Speaking to Car Dealer Magazine, King said: ‘Theresa May has said that diesel car owners should be treated fairly. If you look back in history, governments encouraged the dash for diesel with tax incentives in the late 1990s and early 2000s.
‘Many families and owners bought diesels in good faith. If we are to see restrictions on the use of diesels or charges for the use of diesels in urban areas then we feel it’s only fair that drivers are, in effect, given some compensation for following the guidance of previous governments.
‘Currently there are low-emission zones in London, Brighton, Norwich, Nottingham and Oxford, but other than London, those zones only affect buses currently.
‘There are also plans for low-emission schemes in Birmingham, Derby, Leeds and Southampton. One borough in London is tripling the residents’ parking charge for all diesel cars, but a Euro 6 diesel car is cleaner than a 10-15 year old petrol car, so there’s no logic there.
‘Part of the problem is that it’s not just diesel cars. What the research indicates is that in urban areas, about 10 per cent of the vehicles cause 50 per cent of the pollution and when remote sensing techniques have been used to measure this, it has tended to be primarily the older trucks, buses, taxis – and they do higher mileages in urban areas than private cars do. There’s a lot of demonising diesels out there without looking at the facts.’

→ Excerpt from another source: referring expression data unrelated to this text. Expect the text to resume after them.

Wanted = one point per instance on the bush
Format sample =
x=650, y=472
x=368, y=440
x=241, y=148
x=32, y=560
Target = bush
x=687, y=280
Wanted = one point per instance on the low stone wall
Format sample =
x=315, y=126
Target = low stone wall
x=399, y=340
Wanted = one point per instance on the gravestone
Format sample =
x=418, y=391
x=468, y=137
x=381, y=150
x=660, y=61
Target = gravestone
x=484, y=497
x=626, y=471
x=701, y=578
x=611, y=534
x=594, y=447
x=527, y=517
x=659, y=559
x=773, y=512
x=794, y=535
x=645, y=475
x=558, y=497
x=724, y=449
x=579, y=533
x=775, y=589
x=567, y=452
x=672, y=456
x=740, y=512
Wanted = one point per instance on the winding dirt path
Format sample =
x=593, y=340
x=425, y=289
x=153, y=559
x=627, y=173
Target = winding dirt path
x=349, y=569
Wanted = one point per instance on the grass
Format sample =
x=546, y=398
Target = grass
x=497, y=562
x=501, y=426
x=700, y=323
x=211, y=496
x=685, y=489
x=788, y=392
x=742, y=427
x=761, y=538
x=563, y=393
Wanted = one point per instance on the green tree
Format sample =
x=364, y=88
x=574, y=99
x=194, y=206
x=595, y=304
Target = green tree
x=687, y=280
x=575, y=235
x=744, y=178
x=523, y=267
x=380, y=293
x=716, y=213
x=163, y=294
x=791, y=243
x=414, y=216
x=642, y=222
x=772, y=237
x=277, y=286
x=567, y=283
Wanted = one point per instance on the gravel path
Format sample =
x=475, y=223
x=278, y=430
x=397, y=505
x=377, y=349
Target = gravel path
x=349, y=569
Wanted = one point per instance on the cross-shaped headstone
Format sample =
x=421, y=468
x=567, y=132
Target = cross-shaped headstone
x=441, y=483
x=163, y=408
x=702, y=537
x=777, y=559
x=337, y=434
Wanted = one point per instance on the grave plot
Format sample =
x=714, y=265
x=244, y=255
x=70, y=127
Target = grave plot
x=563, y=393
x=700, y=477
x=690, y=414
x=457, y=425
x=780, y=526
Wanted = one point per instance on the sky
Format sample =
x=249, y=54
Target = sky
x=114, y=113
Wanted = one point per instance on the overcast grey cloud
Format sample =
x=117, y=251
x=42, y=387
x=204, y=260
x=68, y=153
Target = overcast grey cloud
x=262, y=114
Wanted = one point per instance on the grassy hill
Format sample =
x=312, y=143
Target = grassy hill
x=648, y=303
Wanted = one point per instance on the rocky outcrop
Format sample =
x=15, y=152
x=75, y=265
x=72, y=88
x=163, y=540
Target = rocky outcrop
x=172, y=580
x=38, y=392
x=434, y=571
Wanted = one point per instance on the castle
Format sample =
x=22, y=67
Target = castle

King sees a repeat of the scrappage scheme as a potential path to help diesel owners out. The scheme, in 2009, saw owners of older vehicles offered a £2,000 incentive, half-backed by a government grant and half by a manufacturer discount, to buy a newer, cleaner vehicle. The majority of the UK’s volume manufacturers signed up to the scheme, which ran from April 2009 to March 2010.
He continued: ‘In 2009, we had a successful scrappage scheme. The reasons at the time were to boost the economy and the car industry rather than the environment. We could envisage a similar scheme whereby government and manufacturers could encourage people to upgrade to electric vehicles, hybrid vehicles or lower emission vehicles. One could draw up a table of vehicles that would be eligible for the scheme.
‘Whereas in 2009 it was a nationwide scrappage scheme, if you wanted to restrict the scheme to make it more targeted, you could target it to owners in bigger urban areas where there are greater air quality problems.
‘If you own a 10-year old car and live in the middle of Devon, it’s not really affecting air quality, so you could target the scheme to postcodes. You could encourage the uptake of more electric and hybrid vehicles – where hopefully there’d be better infrastructure with charging points and so on.
‘This could be a way of bringing a bit more fairness into the debate. It could encourage the uptake of greener, cleaner and safer cars – newer cars, in terms of Euro NCAP ratings, tend to be safer as well. The government wouldn’t necessarily lose out here either – the government would be getting 20 per cent VAT on the sale of new cars and the new car tax.’